# Why are PyTorch “convolutions” implemented as cross-correlations?

PyTorch convolutions are actually implemented as cross-correlations. This shouldn’t produce issues in training a convolution layer, since one is just a flipped version of the other (and hence the learned function will be equally powerful), but it does prove an issue when:

1. trying to implement an actual convolution with the `functional` library
2. trying to copy the weights of an actual convolution from another deep learning library

The authors say the following in Deep Learning with PyTorch:

Convolution, or more precisely, discrete convolution1

1. There is a subtle difference between PyTorch’s convolution and mathematics’ convolution: one argument’s sign is flipped. If we were in a pedantic mood, we could call PyTorch’s convolutions discrete cross-correlations.

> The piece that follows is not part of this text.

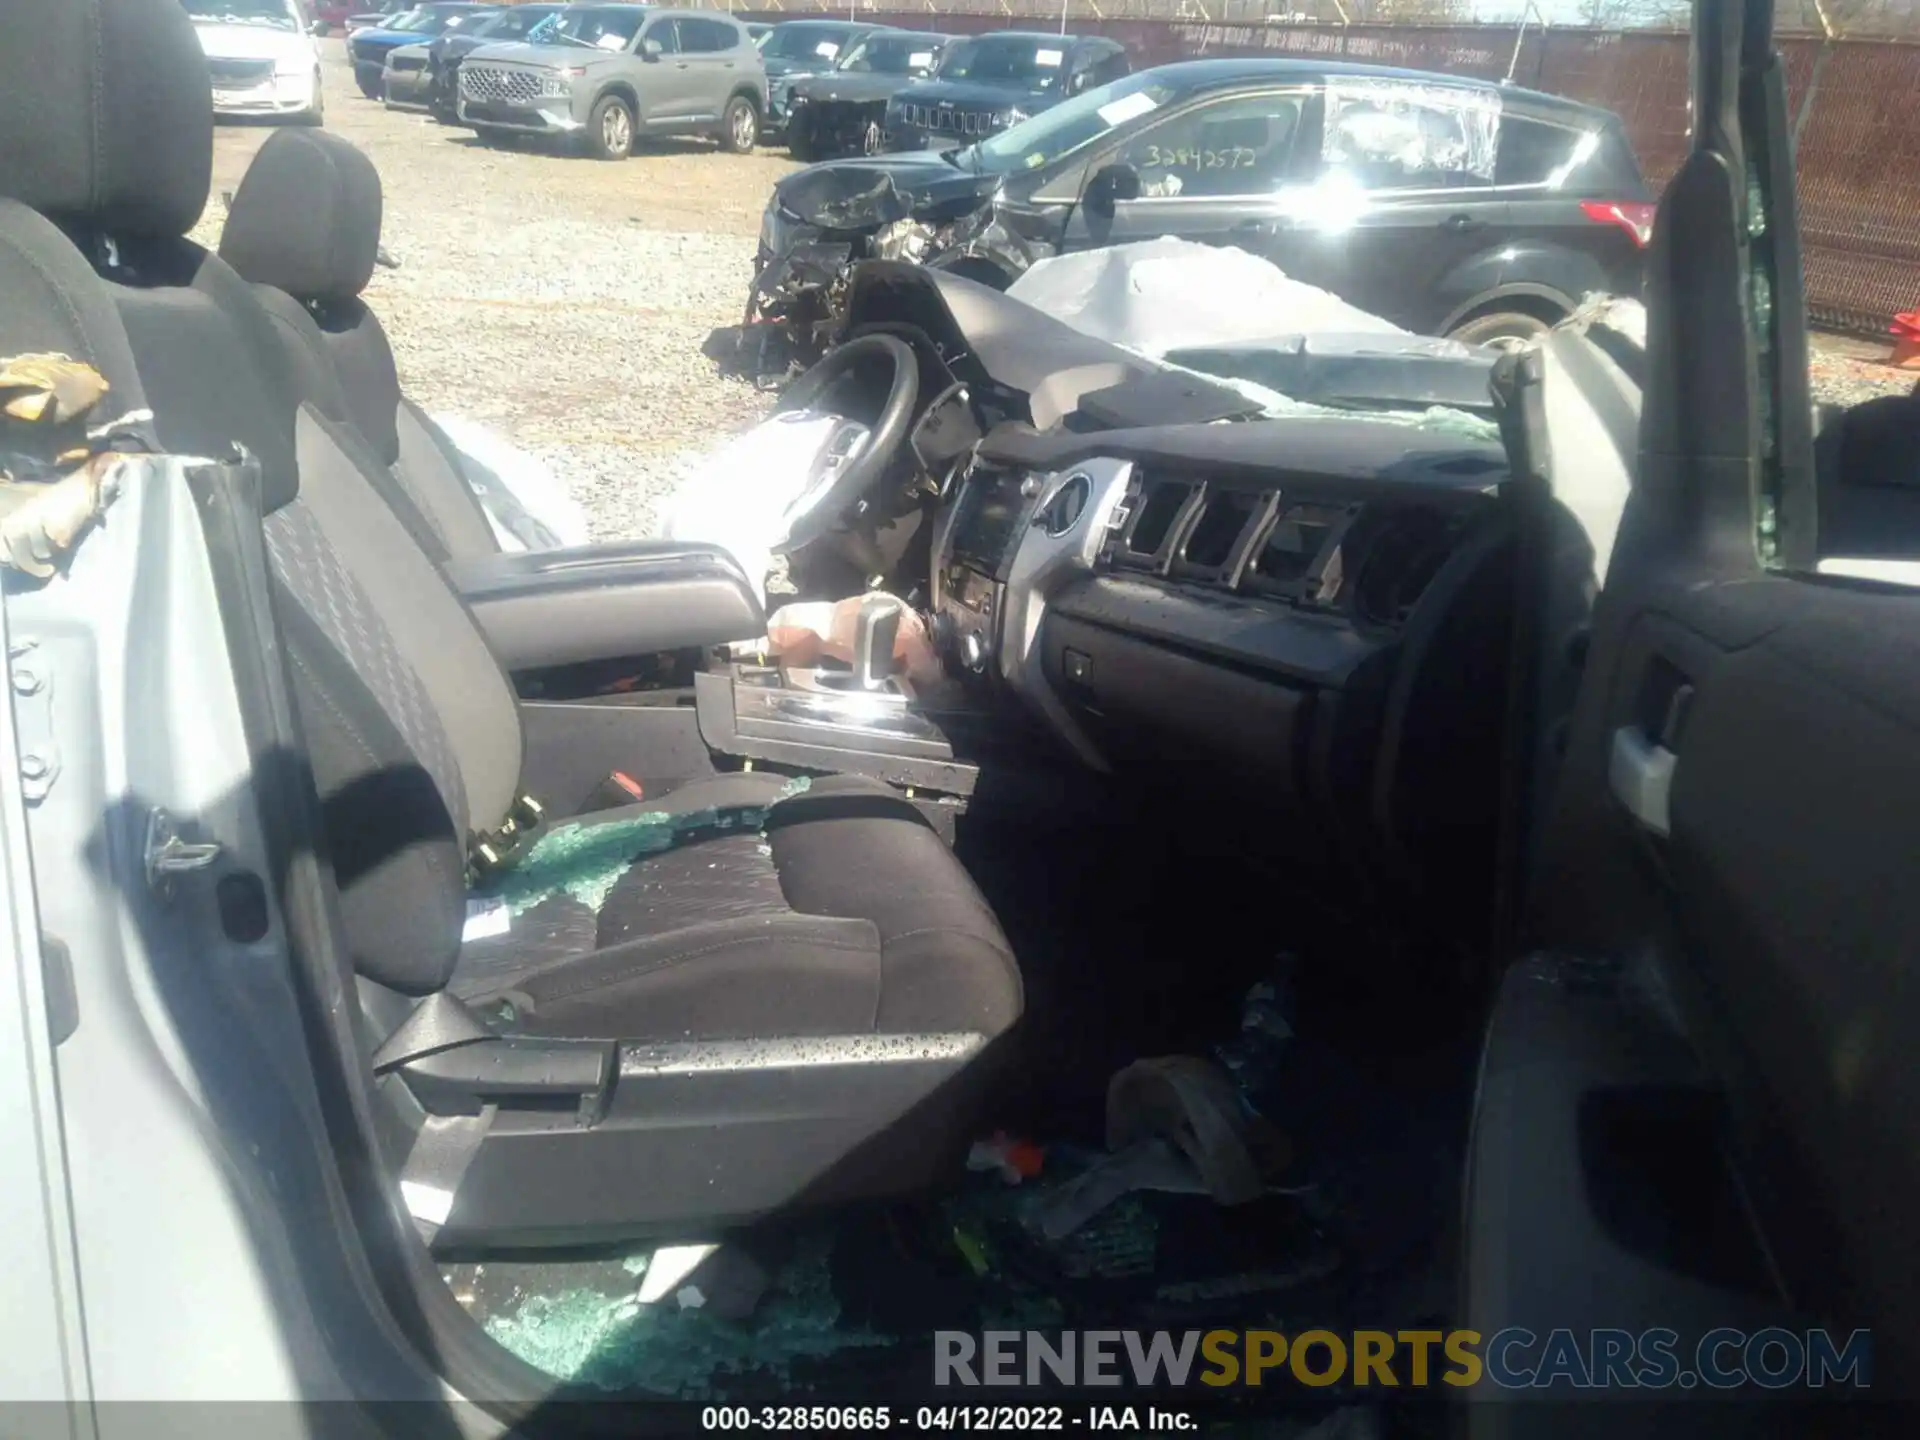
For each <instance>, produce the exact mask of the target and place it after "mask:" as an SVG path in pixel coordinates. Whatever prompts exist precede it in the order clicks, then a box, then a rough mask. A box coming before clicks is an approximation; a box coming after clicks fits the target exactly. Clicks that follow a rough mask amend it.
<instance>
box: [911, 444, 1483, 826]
mask: <svg viewBox="0 0 1920 1440" xmlns="http://www.w3.org/2000/svg"><path fill="white" fill-rule="evenodd" d="M1505 478H1507V463H1505V455H1503V453H1501V449H1500V447H1498V445H1494V444H1486V442H1473V440H1459V438H1442V436H1432V434H1423V432H1419V430H1409V428H1405V426H1394V424H1380V422H1369V420H1361V419H1356V420H1336V419H1308V420H1298V422H1288V420H1267V422H1260V424H1188V426H1165V428H1152V430H1108V432H1096V434H1069V432H1060V430H1054V432H1039V430H1033V428H1029V426H1018V424H1008V426H998V428H996V430H995V432H993V434H989V436H987V438H985V442H983V444H981V445H979V449H977V453H975V461H973V465H972V468H970V470H968V474H966V476H964V480H962V482H960V484H958V486H956V490H954V492H952V493H950V495H948V499H947V503H945V505H943V507H941V511H939V516H937V526H935V534H933V561H935V563H933V612H935V637H937V641H939V643H941V647H943V653H945V655H947V657H948V662H950V666H952V668H954V670H958V672H962V674H966V676H972V684H975V685H977V687H987V689H995V691H1000V693H1002V695H1006V697H1008V701H1012V703H1018V705H1021V707H1027V708H1031V710H1033V712H1037V714H1039V716H1041V718H1043V720H1044V726H1046V728H1048V730H1050V732H1052V733H1054V735H1056V739H1058V741H1060V743H1062V745H1064V747H1066V749H1068V751H1071V753H1073V755H1075V756H1077V758H1079V760H1081V762H1083V764H1087V766H1092V768H1098V770H1108V772H1114V774H1119V776H1127V774H1133V776H1158V778H1165V776H1188V778H1192V776H1208V778H1213V780H1225V781H1229V783H1233V785H1236V787H1244V789H1246V793H1248V795H1258V797H1260V804H1263V806H1269V808H1271V812H1273V814H1275V816H1277V818H1294V820H1300V822H1309V820H1311V822H1319V826H1323V828H1344V829H1352V831H1357V833H1361V835H1363V837H1365V845H1367V849H1371V851H1398V852H1404V854H1413V852H1421V851H1430V849H1432V847H1436V845H1440V843H1444V837H1446V835H1448V831H1457V829H1463V828H1475V826H1482V824H1484V826H1490V824H1494V816H1496V804H1498V791H1500V739H1501V718H1503V710H1505V697H1507V639H1509V630H1511V609H1513V607H1511V595H1513V570H1511V559H1513V520H1511V515H1509V503H1507V497H1505V492H1503V482H1505ZM1455 849H1463V847H1455Z"/></svg>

But they don’t explain why it was implemented like this. Is there a reason?

Maybe for eficiency reasons, something similar to how the PyTorch implementation of `CrossEntropyLoss` isn’t actually cross entropy but an analogous function taking “logits” as inputs instead of raw probabilities (to avoid numerical instability)?

1 Like

Convolutions are implemented as cross-correlations for performance / efficiency, as you brought up.

From Performance Evaluation of cuDNN Convolution Algorithms on NVIDIA Volta GPUs: “The advantage of cross-correlation is that it avoids the additional step of flipping the filters to perform the convolutions.”

2 Likes